We tested our system under different signal-to-noise ratio (SNR) conditions by using a mitochondrion phantom (see Fig. S1) taken from Fig. 7 in (Fernández et al., 2002). Note that the phantom was not sufficiently elaborated in order to test the whole system. Nevertheless, we ran our algorithm to see how the curves and snakes fit into the synthetic boundary. Fig. S2 depicts a sample tomogram of the phantom with additive Gaussian noise having different SNR values (∞, 20, 10, 4, 2, 1.33, 1.0, 0.80, 0.66 and 0.5). Fig. S3 shows curve fitting results for the same tomogram. For SNR ≥ 4, there was no curve extracted from HFREM (red curves/small-scale curves). The reason is that the phantom does not have realistic curvy cristae structures. For SNR ≤ 2, some false-positive curves were detected. The curves extracted from LFREM (blue curves/large-scale curves) covered the whole boundary in each tomogram for SNR ≥ 0.80. However, small-scale curves were too few to validate the segmented boundary. In order to see the final results, we lowered the minimum average region energy threshold (T_{energy_c}) to zero (i.e. disabled its effect) while leaving the remaining parameters values unchanged. For SNR = 0.66, the boundary was partially detected. The large-scale curves were usually lost due to very weak ridge response for SNR = 0.5. In Fig. S4, the initial points of snakes were illustrated. No initial points were located outside of the mitochondrion. The algorithm failed for SNR = 0.5, since there were not enough large-scale curves detected in the volume. Fig. S5 exhibits the segmentation results. For SNR ≥ 0.80, we obtained good results. However, we noticed very small (a few pixels) fluctuations on the boundary along the z-direction for SNR ≤ 1. For SNR = 0.66, all of the candidate shapes were refused by the validator function due to weak boundary energy. However, as shown in Fig. S6, the obtained snake boundary was actually useful. To handle such cases, the user can be oriented to use the method with a parameter set which is arranged for low SNR conditions.

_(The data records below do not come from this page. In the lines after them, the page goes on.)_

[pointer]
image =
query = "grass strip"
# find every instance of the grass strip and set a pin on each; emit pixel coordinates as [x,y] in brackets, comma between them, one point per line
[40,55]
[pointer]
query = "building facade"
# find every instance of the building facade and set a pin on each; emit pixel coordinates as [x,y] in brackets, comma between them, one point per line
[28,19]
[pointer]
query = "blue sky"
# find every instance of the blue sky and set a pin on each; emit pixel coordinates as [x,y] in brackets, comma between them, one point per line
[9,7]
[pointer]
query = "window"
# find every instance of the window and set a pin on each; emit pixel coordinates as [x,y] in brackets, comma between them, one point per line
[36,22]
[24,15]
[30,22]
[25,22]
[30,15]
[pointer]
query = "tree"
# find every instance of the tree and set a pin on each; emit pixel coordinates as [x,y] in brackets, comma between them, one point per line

Although our method is specialized for mitochondria detection, it involves a Hessian-based membrane detection step which can be compared to generic methods used for membrane detection (aforementioned in Section 1). According to our elementary experiments, our simple ridge detector shows considerable success when compared to generic methods. Furthermore, our method can be integrated with membrane detection methods in order to increase accuracy.

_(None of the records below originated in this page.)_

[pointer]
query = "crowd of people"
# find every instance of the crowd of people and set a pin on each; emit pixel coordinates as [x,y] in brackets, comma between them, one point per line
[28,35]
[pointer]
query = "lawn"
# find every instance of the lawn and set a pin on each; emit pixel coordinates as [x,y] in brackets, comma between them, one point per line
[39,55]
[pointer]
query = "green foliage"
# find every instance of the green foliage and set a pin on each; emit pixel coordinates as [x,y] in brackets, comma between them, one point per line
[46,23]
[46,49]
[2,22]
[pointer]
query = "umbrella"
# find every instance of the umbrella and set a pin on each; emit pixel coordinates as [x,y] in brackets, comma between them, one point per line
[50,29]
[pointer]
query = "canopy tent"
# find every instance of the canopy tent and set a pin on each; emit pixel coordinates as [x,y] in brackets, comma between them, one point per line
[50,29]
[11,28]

We additionally tested our algorithm on a cryotomography (cryoET) dataset (ID: 6471) in EMDataBank (Wang et al., 2015). This dataset is quite large and has very low SNR. We cropped small sections (consisting of 20 tomograms with a size of 500 × 500). A tomogram (slice #: 310) from the dataset is provided in Fig. S7. Fig. S8(a) shows the snake initial points, Fig. S8(b) shows the curve fitting results obtained from LFREM (blue) and HFREM (red) and Fig. S8(c) shows the final segmentation result. Our method managed to locate and segment the mitochondrion with the same parameter sets given in Table 2. However, such datasets (not being plentifully populated by mitochondria) may require an additional preprocessing step that highlights the double membrane structure in order to attain a good detection performance. Parameter sets can be additionally revised for cryoET datasets. In the current form of the method, the most of the segmented regions are expected to be invalidated by the validator function due to weak ridge response. One example is given in Fig. S9. In this example, a candidate shape was extracted successfully but rejected by the validator function since the no strong small-scale curve was detected inside the candidate shape (low E_crista).

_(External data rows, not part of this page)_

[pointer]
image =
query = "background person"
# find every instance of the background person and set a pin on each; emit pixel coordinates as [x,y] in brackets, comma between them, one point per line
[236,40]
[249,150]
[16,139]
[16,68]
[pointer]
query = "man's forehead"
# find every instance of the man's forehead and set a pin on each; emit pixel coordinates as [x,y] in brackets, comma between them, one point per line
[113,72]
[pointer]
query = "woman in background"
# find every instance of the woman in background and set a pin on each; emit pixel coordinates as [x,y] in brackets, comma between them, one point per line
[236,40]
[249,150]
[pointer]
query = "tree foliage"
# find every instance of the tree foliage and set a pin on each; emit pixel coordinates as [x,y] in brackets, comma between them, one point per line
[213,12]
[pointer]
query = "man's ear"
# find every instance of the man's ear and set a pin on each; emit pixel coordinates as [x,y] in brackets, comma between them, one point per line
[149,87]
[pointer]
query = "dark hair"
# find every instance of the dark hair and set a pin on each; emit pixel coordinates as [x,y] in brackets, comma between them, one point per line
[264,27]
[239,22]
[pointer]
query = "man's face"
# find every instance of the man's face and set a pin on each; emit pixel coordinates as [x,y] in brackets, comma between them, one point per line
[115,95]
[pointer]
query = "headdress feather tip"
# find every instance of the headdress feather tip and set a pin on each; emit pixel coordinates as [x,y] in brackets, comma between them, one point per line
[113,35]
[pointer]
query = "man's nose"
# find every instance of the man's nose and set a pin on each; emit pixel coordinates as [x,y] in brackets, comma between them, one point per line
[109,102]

The validation scheme in our system corresponds to a dichotomy in pattern classification problems. Hence, each valid snake can be considered as a point in a hyper-rectangular region. For future work, we are planning to build an improved validation function in which supervised learning techniques are utilized based on the validation descriptors in order to achieve better filtering results. In addition, integration of our system into a semiautomatic segmentation software package through the implementation of the aforementioned tools and the development of automatic cristae segmentation methods are also among the items considered for our future work.